December 2024 shattered records for ransomware attacks, according to the cybersecurity firm NCC Group. They reported 574 confirmed incidents for the month, with a new player in the game, Funksec, responsible for over 100 of those attacks.
This was the highest number of attacks NCC has recorded since launching their Threat Pulse index in 2021, surpassing November 2024’s count of 565 and far exceeding December 2023’s total of 387. The industrial sector seemed to take the hardest hit, while North America and Europe stood out as the most targeted regions.
“Usually, December is a quieter month for ransomware, but last month turned that trend upside down,” said Ian Usher, associate director of NCC. He emphasized the need for organizations to stay alert. “No one is safe, and companies must strengthen their cybersecurity defenses. It’s essential that teams are trained and ready to adapt as ransomware threats evolve.”

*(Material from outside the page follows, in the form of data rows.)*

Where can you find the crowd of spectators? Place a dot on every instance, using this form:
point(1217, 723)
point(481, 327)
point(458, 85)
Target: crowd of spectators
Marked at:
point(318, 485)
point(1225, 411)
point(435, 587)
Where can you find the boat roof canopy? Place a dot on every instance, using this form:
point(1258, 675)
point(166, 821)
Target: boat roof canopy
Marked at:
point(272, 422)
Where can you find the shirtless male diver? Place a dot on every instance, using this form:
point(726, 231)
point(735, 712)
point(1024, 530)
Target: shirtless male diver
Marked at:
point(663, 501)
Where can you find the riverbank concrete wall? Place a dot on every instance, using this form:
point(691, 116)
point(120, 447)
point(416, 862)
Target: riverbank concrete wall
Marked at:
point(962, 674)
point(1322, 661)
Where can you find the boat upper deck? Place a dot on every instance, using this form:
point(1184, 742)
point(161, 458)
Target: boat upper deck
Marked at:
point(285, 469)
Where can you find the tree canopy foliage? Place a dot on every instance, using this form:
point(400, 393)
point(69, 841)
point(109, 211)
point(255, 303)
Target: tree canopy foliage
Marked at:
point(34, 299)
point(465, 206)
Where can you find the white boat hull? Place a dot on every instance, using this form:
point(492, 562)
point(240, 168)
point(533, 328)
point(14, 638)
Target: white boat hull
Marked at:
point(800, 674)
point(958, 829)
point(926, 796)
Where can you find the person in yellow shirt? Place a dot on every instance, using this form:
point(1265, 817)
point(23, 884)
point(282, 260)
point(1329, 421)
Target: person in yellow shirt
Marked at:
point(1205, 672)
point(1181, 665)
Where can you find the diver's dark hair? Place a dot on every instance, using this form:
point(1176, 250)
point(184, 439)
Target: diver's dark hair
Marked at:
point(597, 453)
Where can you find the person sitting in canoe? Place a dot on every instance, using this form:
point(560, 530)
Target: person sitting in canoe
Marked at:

NCC pointed to several reasons behind the surge in attack volumes, with familiar culprits like poor security practices and awareness at play. New technologies, including artificial intelligence, might also be influencing these attacks. While there’s no concrete evidence linking AI to December’s incidents, experts have warned that criminals could be using these tools to gather information, identify targets, and enhance phishing attempts.
Funksec appears to be a significant factor in this rise. Analysts at Check Point noted the gang might be utilizing AI to boost its operations. In just one month, NCC confirmed 103 attacks linked to Funksec, while Check Point reported 85. This far exceeded other groups like Clop/Cl0p, which had 68, Akira with 43, and RansomHub with 41.
Funksec employs double extortion tactics, targeting victims across several countries, including France, India, Thailand, and the United States, across diverse industries such as government, healthcare, and technology. However, Check Point raised concerns about Funksec’s credibility, pointing out that many of its claims seemed recycled or unverified. Their research indicated possible links to Algeria, suggesting a mix of financial and hacktivist motivations.
NCC stated that despite the uncertainties, Funksec is a versatile threat worth monitoring as we move into 2025. Usher cautioned, “New and aggressive actors like Funksec are emerging, indicating a more turbulent threat landscape ahead. If ransomware groups are getting bolder and smarter, we should expect more frequent attacks across all sectors.”
Looking back at 2024, it’s clear this was a standout year for ransomware. Analysts from ZeroFox reported 4,950 incidents, an increase from around 4,000 in 2023. This count primarily reflects cases where victims did not pay or were still negotiating, meaning the true number was likely much higher.
ZeroFox tracked the emergence of 45 new ransomware gangs in 2024. Many of these groups established themselves quickly and posed a genuine threat to businesses, reflecting a shift in the landscape. Factors contributing to this increase include law enforcement actions that have freed up individuals formerly tied to gangs like LockBit and the professionalization of underground cybercrime markets.
Among these rising threats, RansomHub stood out, skyrocketing from five attacks in February to 97 in November. This gang accounted for about 10% of all observed incidents, with 216 attacks reported in the last quarter alone. It demonstrated technical skill and quickly adapted its tools to counter detection efforts, collaborating with affiliate operatives along the way.